Medicare aimed to compensate insurers for taking sick patients. "Cigna knew that, under the Medicare Advantage reimbursement system, it would be paid more if its plan members appeared to be sicker," U.S. Attorney Damian Williams said in the announcement. "This Office is dedicated to holding insurers accountable if they seek to manipulate the system and boost their profits by submitting false information to the Government.” (Fierce Healthcare)


This fraudulent billing has been ongoing and racking up significant profits for Cigna. The image above is courtesy of AARP. One vendor conducted 6,658 in-home visits in the first nine months of 2014, which generated $14 million in payments from CMS, DOJ said. In 2017, Medicare paid out $2.6 billion in 2017 for diagnoses related only to these home visits. These numbers reflect what is actually prosecutable for Cigna by this one specific scheme, reality is that all the insurance companies are running multiple similar scams. This fraud weighing down the Medicare system is stealing taxpayer money. Taxpayers who already see overpriced insurance come out of their paychecks, taxpayers who have almost no choice in their insurance plans, and often receive poor coverage when there is a medical need that insurance is supposed to cover. 

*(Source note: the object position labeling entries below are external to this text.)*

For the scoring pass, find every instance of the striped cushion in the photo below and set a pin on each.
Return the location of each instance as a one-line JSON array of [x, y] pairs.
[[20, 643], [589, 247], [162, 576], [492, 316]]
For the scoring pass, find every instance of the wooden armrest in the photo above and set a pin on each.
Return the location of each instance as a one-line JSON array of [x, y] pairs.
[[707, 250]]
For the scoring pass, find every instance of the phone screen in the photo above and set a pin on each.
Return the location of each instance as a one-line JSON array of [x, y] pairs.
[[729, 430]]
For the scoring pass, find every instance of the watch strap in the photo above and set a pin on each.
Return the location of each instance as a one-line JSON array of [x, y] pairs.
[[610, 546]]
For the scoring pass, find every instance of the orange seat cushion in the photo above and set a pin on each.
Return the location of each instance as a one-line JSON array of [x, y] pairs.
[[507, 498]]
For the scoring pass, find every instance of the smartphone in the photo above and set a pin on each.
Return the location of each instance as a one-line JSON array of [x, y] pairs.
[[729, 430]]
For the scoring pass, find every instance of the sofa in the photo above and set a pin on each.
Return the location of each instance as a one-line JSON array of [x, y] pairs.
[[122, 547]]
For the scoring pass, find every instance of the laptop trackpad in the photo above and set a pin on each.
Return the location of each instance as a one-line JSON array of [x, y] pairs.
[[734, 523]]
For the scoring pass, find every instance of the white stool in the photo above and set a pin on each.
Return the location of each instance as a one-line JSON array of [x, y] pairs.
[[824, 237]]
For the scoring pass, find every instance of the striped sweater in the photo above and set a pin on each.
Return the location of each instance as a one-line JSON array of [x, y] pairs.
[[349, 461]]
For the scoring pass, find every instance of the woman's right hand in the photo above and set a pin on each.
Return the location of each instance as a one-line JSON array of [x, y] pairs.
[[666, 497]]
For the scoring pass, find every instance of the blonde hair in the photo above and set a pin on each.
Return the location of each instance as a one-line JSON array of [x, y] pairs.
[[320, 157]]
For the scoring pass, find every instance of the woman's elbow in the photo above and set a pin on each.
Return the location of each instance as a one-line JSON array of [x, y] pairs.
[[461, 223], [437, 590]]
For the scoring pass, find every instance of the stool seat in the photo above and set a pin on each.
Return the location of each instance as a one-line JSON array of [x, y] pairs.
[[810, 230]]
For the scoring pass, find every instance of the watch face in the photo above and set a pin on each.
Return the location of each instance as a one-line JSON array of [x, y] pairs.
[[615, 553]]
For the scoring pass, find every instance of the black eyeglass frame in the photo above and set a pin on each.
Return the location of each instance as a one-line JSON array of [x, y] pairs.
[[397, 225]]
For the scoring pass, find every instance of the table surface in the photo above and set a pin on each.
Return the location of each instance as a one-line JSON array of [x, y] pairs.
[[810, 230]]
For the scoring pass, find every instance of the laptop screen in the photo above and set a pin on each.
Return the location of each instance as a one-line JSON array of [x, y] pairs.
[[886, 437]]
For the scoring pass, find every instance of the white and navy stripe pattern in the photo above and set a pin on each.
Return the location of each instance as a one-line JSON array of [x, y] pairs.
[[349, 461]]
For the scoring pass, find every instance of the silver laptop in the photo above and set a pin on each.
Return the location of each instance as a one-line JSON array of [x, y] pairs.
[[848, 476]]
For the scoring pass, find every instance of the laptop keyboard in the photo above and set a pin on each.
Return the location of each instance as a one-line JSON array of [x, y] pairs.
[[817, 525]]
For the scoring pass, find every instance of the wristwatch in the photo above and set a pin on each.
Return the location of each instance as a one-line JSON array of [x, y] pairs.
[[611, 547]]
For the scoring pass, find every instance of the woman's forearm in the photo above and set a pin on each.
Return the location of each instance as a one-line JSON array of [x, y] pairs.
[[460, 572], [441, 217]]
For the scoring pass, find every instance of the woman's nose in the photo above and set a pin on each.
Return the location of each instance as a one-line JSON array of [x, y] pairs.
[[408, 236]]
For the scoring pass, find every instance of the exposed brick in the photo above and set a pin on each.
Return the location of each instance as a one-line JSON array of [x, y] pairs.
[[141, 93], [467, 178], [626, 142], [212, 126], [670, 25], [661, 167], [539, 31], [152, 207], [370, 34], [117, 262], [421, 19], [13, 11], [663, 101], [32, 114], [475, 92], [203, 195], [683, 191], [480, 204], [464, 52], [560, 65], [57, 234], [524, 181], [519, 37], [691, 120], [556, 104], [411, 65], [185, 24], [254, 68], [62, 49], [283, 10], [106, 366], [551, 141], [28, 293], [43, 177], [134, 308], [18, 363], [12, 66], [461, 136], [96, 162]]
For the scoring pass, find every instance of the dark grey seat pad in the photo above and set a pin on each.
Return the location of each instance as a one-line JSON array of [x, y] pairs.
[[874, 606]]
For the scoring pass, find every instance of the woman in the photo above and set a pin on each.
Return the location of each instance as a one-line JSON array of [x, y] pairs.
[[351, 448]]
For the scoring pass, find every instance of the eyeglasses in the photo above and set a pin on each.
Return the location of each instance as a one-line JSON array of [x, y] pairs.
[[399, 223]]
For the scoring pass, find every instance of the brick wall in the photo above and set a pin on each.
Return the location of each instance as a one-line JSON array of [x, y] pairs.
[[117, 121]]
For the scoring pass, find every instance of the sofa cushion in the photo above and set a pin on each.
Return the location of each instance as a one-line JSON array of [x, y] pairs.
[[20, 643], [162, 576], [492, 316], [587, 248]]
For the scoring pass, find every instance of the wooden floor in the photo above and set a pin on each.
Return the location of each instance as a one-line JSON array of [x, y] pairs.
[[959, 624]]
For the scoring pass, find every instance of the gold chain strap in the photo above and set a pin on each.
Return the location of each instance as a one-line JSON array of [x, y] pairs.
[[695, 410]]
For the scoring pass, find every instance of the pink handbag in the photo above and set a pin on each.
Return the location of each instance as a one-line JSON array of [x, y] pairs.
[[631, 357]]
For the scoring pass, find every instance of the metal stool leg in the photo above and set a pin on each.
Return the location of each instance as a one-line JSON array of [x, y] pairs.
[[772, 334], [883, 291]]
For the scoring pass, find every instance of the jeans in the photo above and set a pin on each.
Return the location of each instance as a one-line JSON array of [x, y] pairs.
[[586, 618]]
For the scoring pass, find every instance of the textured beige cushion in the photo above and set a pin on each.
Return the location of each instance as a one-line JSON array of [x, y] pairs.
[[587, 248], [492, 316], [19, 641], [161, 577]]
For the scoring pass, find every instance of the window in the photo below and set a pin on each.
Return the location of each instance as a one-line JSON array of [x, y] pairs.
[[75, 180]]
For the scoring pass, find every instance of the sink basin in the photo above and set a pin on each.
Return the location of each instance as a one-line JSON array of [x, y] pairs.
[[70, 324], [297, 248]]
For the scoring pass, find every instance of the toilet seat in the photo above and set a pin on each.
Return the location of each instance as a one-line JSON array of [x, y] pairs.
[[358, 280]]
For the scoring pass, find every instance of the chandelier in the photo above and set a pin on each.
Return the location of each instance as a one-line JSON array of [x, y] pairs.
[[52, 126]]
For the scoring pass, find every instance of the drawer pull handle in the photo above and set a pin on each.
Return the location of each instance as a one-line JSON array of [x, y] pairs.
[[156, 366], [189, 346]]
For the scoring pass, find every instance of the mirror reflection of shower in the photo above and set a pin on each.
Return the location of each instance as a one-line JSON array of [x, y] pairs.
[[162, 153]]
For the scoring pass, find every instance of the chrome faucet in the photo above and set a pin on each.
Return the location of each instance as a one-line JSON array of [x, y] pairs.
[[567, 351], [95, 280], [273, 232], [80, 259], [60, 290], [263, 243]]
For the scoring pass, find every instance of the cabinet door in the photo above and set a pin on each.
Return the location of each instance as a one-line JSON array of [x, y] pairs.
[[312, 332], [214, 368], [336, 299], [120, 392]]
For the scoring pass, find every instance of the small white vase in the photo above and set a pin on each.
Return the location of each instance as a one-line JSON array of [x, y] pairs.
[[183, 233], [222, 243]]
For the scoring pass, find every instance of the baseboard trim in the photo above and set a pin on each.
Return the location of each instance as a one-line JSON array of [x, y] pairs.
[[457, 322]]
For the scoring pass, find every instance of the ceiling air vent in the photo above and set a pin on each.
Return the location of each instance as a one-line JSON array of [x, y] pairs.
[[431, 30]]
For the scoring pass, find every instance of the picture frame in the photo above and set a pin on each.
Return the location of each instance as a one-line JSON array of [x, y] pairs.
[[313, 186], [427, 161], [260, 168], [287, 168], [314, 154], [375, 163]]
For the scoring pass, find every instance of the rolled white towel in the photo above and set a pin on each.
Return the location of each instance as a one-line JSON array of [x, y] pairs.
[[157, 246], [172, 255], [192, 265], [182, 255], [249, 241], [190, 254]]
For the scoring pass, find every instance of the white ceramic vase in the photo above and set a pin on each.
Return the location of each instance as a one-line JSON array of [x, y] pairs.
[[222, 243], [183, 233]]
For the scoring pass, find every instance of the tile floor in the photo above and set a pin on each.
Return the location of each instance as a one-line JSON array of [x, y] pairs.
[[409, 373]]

Cigna is far from the only one taking advantage of the same Medicare incentives. If one company is doing it, most of the competitors are likely to be running a similar play. Since 2020, the DOJ has seen two very similar lawsuits from Kaiser Permanente and Elevance (basically Blue Cross Blue Shield/Anthem). The amount of fraud is in the open, yet the DOJ struggles to find the resources to investigate and pursue the majority of similar cases that overtly steal taxpayer money.